Online and competency-based education experiences similar skepticism and scrutiny; however, the pandemic provided an opportunity for higher education to re-think how learning can be effectively delivered. Students deserve carefully engineered learning experiences regardless of modality. To increase access, higher education should consider following the playbook that has worked for Sesame Street across so many years by using outcomes assessment data to implement continuous improvement.

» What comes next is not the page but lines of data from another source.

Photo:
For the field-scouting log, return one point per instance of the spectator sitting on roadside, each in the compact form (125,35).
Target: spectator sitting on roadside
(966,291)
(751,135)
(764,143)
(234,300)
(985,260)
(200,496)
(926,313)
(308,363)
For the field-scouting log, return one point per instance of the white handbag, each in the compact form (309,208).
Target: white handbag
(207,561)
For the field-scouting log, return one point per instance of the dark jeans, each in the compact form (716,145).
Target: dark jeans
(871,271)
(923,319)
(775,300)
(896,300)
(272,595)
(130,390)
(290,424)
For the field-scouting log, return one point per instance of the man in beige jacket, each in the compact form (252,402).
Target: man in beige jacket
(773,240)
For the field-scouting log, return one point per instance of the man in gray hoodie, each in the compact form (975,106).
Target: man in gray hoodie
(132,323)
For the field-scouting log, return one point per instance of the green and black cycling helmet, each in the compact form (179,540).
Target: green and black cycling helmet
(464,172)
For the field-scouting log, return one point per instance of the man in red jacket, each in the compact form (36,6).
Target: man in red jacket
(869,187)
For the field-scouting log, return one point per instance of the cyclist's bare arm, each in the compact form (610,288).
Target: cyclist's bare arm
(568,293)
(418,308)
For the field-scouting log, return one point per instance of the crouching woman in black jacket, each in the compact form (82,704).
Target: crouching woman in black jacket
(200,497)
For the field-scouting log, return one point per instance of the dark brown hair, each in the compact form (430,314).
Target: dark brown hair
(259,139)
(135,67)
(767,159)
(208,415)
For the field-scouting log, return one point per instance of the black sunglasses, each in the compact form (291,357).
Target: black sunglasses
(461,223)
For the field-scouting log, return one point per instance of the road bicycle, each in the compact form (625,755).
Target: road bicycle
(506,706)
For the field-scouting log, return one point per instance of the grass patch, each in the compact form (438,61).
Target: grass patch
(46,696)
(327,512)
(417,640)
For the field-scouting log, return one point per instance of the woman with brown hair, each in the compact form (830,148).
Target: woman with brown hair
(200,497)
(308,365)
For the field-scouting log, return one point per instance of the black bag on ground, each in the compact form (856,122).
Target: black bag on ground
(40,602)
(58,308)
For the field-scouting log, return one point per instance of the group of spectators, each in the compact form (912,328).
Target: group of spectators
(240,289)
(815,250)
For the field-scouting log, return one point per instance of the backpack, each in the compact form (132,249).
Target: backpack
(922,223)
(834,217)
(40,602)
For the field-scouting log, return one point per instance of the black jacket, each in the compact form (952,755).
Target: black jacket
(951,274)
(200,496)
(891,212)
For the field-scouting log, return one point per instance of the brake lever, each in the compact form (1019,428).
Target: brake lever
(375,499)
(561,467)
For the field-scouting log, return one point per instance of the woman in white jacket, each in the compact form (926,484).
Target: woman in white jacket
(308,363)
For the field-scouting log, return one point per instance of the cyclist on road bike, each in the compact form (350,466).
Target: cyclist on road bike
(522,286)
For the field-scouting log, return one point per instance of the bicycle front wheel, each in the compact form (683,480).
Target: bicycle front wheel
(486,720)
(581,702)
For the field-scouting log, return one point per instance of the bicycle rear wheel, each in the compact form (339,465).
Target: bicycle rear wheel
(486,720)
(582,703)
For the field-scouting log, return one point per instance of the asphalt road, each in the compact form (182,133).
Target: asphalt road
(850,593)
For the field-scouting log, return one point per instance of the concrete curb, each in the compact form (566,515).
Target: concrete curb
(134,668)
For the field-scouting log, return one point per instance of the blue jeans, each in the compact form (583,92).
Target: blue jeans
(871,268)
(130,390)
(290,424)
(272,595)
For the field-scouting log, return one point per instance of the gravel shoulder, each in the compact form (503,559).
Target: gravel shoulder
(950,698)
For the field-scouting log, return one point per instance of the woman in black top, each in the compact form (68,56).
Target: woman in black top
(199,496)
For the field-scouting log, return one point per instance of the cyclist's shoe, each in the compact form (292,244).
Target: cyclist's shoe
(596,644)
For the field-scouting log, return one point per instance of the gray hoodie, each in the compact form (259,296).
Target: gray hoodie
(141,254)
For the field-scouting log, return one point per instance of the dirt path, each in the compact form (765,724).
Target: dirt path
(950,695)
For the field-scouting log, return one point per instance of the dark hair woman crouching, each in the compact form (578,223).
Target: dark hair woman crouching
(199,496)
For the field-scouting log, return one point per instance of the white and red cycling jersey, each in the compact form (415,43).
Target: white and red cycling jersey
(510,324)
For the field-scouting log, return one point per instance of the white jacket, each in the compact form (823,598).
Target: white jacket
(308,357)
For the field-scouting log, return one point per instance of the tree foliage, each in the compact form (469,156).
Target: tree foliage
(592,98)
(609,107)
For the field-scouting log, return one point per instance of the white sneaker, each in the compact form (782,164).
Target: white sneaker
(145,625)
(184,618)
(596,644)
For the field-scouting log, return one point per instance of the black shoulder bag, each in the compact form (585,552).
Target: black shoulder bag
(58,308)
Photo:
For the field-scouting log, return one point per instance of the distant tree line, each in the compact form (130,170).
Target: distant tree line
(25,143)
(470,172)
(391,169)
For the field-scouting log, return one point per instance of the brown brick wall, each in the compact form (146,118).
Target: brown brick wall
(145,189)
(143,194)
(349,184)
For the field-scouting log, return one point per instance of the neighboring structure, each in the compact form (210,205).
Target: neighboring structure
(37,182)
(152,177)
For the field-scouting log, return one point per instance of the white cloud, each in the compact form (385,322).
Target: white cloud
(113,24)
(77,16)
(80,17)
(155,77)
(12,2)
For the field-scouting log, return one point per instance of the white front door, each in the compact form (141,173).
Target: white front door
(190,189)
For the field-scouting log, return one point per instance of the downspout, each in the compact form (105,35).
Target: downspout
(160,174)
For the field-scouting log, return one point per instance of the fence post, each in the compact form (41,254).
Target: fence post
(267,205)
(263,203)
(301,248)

Sesame Street’s success was not an accident. It was not the result of a late night of television watching coupled with too many slices of cold pizza, although I am not opposed to either of these approaches. Sesame Street is the result of a focused mission from a group of passionate individuals who believed that every child deserves access and an opportunity to achieve their dreams. This foundation begins with an education that is, far too often, just out of reach for those who need it the most. Sesame Street intensely embraced an outcomes assessment approach. They did not just want to create a one-hour television show that might have some impact. They made a deliberate effort to intentionally design a one-hour television show that they could prove made a defined global impact. They continued to perfect the learning process because they believed that education changes lives.